Yannick Bergeron a eu la chance de croiser de vrais pédagogues, des mentors qui, à diverses étapes de son cheminement, ont su lui indiquer la voie et croire en lui. «Jeune, j'aimais les sciences, mais ma mère ne me donnait pas droit d'accès aux colorants alimentaires!» raconte-t-il avec humour.

Il ajoute qu'il trouvait les cours ennuyeux, froids, sans vie. «Alors maintenant, j'opte pour les ballons sur la tête et les lampes clignotantes! dit-il, pince-sans-rire. Le message passe mieux. Il faut reconnaître que pas un enfant ne reste indifférent.» Mais qu'on se rassure, le contenu est d'une rigueur absolue.

Il semble que la vie lui ait fait cadeau d'une énergie à toute épreuve. De multiples talents également. Il est allé chercher à l'Université de Montréal toutes les compétences pédagogiques requises.

Créativité

Les sciences lui ont donné l'occasion - et ce n'est pas fini - de faire éclater ce qu'il porte en lui de créatif en exploitant ses dons de jeu, d'écriture, de mise en scène, voire de poésie. Ce n'est pas sans danger. Un fois, il a fait éclater une citrouille qui l'a blessé! Et il raconte: «Un jour, avec Gregory, on a fabriqué un bateau en ciment afin de prouver que ce n'est pas le matériau mais plutôt la forme du bateau qui importe. Mais on l'a mis à l'eau trop vite, il n'était pas sec. Il s'est désagrégé...»

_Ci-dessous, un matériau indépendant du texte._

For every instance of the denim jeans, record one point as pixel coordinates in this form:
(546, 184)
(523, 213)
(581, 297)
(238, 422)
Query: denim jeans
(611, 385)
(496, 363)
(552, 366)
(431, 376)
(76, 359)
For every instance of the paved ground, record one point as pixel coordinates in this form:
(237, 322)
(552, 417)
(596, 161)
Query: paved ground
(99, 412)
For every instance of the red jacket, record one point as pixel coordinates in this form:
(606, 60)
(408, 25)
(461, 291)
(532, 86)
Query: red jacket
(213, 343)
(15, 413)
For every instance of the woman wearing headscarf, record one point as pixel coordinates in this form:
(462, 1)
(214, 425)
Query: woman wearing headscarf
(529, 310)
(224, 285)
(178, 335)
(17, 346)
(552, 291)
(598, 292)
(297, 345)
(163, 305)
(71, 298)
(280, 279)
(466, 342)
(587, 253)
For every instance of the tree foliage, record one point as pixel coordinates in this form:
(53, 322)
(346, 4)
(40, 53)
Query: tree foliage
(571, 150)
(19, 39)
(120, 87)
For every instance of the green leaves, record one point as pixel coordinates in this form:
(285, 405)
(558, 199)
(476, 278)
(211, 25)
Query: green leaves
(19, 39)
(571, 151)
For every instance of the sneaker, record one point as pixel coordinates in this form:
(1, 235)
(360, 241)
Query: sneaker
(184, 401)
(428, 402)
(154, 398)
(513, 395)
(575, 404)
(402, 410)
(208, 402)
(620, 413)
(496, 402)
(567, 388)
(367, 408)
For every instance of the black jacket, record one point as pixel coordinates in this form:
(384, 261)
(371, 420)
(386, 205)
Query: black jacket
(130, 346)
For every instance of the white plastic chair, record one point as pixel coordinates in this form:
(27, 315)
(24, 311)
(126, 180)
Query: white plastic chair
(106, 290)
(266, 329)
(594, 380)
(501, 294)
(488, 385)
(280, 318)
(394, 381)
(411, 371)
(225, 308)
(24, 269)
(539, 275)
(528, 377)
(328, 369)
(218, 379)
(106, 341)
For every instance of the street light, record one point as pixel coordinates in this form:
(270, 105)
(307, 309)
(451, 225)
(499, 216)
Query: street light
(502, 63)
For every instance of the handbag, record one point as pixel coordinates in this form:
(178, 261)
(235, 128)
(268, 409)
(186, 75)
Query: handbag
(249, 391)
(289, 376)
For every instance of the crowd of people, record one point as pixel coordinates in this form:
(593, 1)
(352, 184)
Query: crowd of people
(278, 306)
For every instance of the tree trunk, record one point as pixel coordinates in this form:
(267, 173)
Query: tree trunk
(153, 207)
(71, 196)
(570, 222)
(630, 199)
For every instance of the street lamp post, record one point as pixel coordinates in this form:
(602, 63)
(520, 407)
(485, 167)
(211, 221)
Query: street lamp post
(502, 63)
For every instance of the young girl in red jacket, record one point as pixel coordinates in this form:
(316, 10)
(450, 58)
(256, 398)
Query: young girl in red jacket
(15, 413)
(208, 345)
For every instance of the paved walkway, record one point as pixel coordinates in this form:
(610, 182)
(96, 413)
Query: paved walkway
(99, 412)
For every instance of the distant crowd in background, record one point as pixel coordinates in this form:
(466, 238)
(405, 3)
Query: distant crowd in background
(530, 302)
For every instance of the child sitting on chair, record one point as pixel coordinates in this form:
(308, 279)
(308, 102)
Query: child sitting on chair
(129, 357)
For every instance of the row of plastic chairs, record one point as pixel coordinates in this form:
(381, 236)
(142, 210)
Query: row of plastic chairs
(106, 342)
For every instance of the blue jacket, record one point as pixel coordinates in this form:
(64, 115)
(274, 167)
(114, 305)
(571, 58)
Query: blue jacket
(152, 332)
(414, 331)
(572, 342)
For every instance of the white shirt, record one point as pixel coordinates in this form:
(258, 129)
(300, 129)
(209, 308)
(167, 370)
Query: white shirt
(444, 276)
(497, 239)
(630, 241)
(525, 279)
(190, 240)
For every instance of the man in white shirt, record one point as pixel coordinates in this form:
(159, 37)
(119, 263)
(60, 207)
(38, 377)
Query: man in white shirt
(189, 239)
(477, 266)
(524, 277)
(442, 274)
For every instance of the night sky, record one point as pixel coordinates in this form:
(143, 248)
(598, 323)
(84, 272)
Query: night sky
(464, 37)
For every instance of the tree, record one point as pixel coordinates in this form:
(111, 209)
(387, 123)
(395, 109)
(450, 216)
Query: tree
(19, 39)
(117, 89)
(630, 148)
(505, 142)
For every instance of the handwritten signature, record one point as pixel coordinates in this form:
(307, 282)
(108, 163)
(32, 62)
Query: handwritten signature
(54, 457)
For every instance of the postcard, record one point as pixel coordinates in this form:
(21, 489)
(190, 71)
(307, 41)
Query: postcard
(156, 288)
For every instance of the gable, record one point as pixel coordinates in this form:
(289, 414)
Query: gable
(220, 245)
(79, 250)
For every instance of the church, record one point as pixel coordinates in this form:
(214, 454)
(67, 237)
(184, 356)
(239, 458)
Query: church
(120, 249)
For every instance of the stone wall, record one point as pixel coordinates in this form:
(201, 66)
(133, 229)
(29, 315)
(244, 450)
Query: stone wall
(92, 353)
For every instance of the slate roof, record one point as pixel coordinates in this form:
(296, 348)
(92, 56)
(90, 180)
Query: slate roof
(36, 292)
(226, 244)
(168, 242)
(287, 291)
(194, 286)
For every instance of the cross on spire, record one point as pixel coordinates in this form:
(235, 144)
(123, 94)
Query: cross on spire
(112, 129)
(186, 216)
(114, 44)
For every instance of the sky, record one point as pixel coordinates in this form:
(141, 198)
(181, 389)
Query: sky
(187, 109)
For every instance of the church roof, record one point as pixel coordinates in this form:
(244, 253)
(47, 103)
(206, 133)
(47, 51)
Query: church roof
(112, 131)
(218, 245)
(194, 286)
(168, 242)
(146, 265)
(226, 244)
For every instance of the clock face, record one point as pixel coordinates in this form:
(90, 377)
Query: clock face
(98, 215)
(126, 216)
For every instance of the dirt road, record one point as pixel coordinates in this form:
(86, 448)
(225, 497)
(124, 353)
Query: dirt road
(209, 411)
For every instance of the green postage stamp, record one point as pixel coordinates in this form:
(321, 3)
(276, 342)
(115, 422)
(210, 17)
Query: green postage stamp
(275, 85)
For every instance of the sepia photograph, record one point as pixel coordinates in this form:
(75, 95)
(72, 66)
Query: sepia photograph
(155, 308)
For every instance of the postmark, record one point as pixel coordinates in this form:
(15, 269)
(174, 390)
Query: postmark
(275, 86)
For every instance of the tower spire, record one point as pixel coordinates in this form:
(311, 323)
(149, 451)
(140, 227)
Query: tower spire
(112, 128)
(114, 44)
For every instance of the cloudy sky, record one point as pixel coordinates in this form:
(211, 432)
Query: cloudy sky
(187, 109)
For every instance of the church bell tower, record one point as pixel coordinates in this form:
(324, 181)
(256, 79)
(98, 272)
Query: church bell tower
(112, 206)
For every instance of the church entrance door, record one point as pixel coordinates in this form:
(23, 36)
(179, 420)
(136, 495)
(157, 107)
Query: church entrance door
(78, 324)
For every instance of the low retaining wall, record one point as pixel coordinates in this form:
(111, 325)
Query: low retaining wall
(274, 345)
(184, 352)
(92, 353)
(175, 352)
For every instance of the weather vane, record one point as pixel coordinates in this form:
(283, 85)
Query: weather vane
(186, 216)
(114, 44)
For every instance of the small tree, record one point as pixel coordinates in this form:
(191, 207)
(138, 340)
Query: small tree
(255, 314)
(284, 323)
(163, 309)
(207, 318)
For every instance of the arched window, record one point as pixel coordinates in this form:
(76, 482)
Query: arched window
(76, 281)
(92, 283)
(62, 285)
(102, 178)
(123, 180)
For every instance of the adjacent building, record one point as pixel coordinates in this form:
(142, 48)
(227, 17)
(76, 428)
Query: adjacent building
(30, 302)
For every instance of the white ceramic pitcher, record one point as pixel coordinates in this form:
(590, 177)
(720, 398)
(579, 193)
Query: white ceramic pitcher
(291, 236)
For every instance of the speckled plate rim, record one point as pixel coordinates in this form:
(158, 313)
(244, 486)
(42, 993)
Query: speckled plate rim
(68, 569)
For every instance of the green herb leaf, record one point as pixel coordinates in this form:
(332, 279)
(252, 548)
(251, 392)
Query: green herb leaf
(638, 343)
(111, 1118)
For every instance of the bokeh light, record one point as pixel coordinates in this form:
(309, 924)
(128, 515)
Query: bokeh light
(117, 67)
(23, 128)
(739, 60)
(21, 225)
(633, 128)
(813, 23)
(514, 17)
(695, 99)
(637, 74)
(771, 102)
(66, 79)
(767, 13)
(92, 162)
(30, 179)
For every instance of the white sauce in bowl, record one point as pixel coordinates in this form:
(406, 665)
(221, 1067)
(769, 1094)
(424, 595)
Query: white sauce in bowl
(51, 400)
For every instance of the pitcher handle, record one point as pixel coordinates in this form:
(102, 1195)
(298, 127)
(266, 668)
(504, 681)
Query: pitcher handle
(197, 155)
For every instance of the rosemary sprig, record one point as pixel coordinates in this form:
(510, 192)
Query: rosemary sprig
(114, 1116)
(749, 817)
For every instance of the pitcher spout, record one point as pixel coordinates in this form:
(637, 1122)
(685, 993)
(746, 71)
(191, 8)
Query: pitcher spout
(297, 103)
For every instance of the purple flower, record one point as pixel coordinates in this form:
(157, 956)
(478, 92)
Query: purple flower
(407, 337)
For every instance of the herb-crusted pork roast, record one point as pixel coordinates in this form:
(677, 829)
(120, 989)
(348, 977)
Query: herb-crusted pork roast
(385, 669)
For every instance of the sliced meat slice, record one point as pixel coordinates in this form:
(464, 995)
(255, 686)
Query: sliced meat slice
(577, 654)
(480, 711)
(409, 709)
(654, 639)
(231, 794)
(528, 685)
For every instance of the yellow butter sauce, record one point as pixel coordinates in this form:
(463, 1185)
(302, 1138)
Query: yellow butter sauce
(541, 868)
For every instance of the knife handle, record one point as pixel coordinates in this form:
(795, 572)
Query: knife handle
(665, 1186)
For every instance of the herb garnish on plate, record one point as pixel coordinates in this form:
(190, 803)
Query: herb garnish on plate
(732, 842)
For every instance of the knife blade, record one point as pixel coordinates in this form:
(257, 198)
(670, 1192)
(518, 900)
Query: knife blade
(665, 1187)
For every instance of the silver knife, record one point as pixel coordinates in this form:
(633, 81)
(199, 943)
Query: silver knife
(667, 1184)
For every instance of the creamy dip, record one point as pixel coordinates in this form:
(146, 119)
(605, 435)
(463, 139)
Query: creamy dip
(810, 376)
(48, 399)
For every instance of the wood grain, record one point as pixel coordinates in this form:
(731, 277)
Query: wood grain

Ses nombreuses activités, le travail, les conférences, les animations, ne semblent pas lui peser, au contraire. «Avec mes élèves, je me reconstruis chaque jour. Les jeunes m'apprennent des choses autant que je peux le faire et j'ai la passion d'apprendre. Alors on s'entend comme de véritables partenaires de connaissances, une équipe qui rame dans la même direction.» Et puis il les aime. Totalement.

On le considère parfois comme un chef de meute.

À la maison, il est le papa d'Adrien, deux ans et demi. Arnaud, le petit frère, va naître bientôt. Yannick Bergeron se dit comblé par la vie. Si par malheur il a un moment libre, il peut toujours étancher sa soif intellectuelle au coeur de l'une ou l'autre de ses cinq bibliothèques d'ouvrages scientifiques. Ou recevoir ses amis, issus du monde des sciences et de celui des arts. Ces deux univers complémentaires font partie de lui.

«Mon rôle comme enseignant, reprend-il, est de rendre mon cours joyeux, magique, d'intéresser les jeunes de façon plus ludique».

Sait-il combien de petites graines de passion il a semées au cours de ces dernières années? Non il ne le sait pas - comme la grande majorité des professeurs, d'ailleurs. Il y a parfois ici et là une reconnaissance, une gratification ou un témoignage qui lui ressemble, par l'affection et l'humour. Bruno, un animateur de 18 ans, lui a déclaré récemment: «Si tu es dans ma vie, c'est qu'il y a de la chimie entre nous.»